It was summer when our hearts met,

We curved a heart of a promised love, as we sat beneath the shade of a century old maple tree.

Our dreams were planned for the next level of our life together but,

The autumn wind blew the love away and forever gone among the clouds of tears.

We kissed goodbye,under the warm sunshine with disturbing chilly wind.

The summer is gone and I welcome the Fall season with a heavy heart,

A s he hailed the train and begun to moved…

My broken heart was in despair.

The cold front artic wind touched my spine, cold and shivering over the lost love.

I glanced over the horizon and saw the canopy of trees that graced the road, turned leaves into orange and red.

That gave me hope..

When life begins to fade, a new life begins to flourish and thrive.
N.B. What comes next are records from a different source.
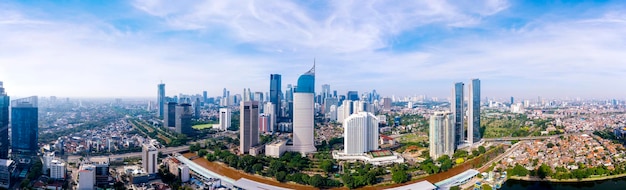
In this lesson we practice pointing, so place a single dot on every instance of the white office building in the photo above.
(360, 133)
(248, 126)
(441, 136)
(303, 113)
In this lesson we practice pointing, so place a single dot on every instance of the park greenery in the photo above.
(513, 125)
(289, 167)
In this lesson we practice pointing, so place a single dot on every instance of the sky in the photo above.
(516, 48)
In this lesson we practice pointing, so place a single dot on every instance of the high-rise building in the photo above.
(169, 117)
(196, 109)
(7, 168)
(352, 95)
(326, 91)
(86, 177)
(275, 92)
(442, 135)
(24, 126)
(224, 119)
(303, 113)
(264, 123)
(4, 123)
(149, 158)
(183, 119)
(269, 112)
(161, 99)
(57, 169)
(473, 125)
(458, 109)
(205, 97)
(248, 126)
(360, 133)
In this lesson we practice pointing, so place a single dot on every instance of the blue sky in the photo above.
(125, 48)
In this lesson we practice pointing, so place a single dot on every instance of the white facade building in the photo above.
(303, 114)
(269, 111)
(360, 133)
(276, 149)
(441, 136)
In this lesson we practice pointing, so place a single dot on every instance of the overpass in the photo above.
(528, 138)
(165, 151)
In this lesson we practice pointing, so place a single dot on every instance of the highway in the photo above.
(528, 138)
(164, 151)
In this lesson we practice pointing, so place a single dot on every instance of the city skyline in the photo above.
(122, 49)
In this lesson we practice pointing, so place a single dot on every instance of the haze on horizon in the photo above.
(125, 48)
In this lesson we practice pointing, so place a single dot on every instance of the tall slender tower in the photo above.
(458, 109)
(24, 126)
(4, 123)
(303, 113)
(248, 126)
(473, 124)
(275, 92)
(161, 99)
(442, 135)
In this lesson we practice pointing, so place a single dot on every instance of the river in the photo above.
(619, 183)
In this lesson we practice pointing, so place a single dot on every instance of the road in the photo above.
(165, 151)
(528, 138)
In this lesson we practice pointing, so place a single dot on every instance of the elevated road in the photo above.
(529, 138)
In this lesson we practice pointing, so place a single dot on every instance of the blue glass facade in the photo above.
(275, 90)
(24, 126)
(306, 82)
(4, 125)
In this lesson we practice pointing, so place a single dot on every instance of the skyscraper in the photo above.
(4, 123)
(183, 119)
(169, 115)
(326, 91)
(204, 97)
(149, 158)
(303, 110)
(442, 135)
(224, 119)
(161, 99)
(360, 133)
(275, 92)
(353, 95)
(24, 125)
(248, 126)
(473, 125)
(458, 109)
(269, 111)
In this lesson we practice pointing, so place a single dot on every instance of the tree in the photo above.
(317, 181)
(482, 149)
(348, 181)
(446, 165)
(544, 170)
(258, 168)
(202, 152)
(327, 166)
(399, 176)
(280, 176)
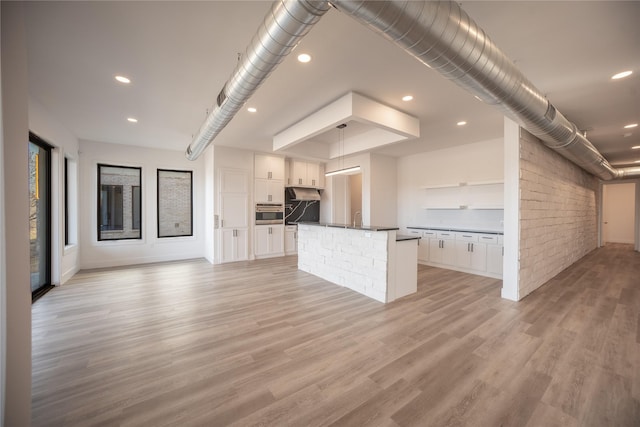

A birth to a new beginning in Spring, when the dying love I had, started blooming..

the second time around,

This time with a happy ending.

A failed love I had last summer, was lost in the cold wind of Autumn.

And buried under the frigid snow of cold depression.

Until the desperate love of my life, decided to show up..

At the wrong time, blowing snowflakes in Spring.

 

The Scarlet tears

I can’t recall the painfull tale, the scar was deeply embedded and left a story to tell.

My emotional pain, was horizontally wrapped my whole being and for every untold story,

I held back my tears.

My body shakes in fear, the brutal shallow hole made by sharp object, tranquillized my lips.

The rough sweeping stroke, we’re like edges of  blades and the soft skin, begun to bleed in mercy.

Burning flesh, for every scourging I received, fourty times fourty slashes to be exact, it went through the skin.

Deeper and deeper, the battered body will no longer heal.

Overwhemingly, I suffered humiliation in front of people who condemn me to death.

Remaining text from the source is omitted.